Istanbul in the news, and in history
The events involving the murder of the Post journalist reminded me to look back, to the years prior to the First World War, and back centuries. For over 1000 years, Constantinople, the original name of Istanbul, was the greatest city in the Western world.
The city was founded by the Roman emperor Constantine in the 300s, and the seat of the Roman empire was moved east. By the 500s Constantinople was a city of at least 750,000, surrounded by a wall that withstood invaders' attacks until 1453, when the city fell to the Turks. It was the center of culture and economic engine of the empire, later called the Byzantine Empire (after the town of Byzantium, the site of the founding of Constantinople).
The Roman emperor Justinian built the great Hagia Sophia, created one of the great law codes of history, and reconquered the western Roman empire during his reign. For a brief time, the empire once again stretched from the Persian border to Italy. Justinian's great general Belisarius should be ranked among the top commanders in all of history.

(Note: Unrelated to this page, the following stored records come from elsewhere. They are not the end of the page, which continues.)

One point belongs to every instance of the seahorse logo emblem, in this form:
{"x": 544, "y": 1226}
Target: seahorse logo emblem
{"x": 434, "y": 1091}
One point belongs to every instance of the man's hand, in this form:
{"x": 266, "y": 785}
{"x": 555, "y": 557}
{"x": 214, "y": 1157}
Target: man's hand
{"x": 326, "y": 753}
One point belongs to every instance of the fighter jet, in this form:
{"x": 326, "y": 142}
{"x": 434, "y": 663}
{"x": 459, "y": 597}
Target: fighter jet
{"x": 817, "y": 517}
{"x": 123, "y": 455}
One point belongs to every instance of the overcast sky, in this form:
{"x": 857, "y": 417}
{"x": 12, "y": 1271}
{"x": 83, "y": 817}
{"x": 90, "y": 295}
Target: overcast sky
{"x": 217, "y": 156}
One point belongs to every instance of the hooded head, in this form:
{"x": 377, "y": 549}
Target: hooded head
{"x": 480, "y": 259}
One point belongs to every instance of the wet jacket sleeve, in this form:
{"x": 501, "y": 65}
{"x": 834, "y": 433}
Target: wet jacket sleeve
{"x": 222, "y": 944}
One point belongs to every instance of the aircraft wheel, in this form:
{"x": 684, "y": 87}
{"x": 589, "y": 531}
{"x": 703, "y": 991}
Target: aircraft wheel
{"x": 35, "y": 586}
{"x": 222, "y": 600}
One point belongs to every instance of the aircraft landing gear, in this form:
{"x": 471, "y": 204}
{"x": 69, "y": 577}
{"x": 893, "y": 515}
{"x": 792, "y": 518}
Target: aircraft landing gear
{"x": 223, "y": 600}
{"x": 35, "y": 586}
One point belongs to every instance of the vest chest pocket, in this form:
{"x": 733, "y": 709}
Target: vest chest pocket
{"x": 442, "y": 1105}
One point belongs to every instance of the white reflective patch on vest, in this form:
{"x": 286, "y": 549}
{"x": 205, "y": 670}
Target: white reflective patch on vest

Then the empire went into slow decline. A series of wars with the powerful Persian Empire weakened the Byzantines and Persians. And Constantinople was devastated by a great plague which killed perhaps a third of its population. The Arab armies arose out of the desert and took parts of the empire to the south. In 1071 the Seljuk Turks routed a Byzantine army at Manzikert 500 miles to the east. The Crusades were begun in part to bring western ("Frankish") support to the empire. After initial success, the Crusaders were driven back by Saladin.
Then in 1204 the fourth Crusade armies broke in to Constantinople and raided the Treasury. Muslim pressure continued all around the city until in 1453, the Turks battered down a large section of the wall with a giant cannon and took the city.
For the next 450 years, the Turks controlled the city. When the Turks were defeated in WWI, their empire, was reduced to borders of modern Turkey. Constantinople was renamed Istanbul. The city remains a great metropolis, with vivid reminders of its grand past.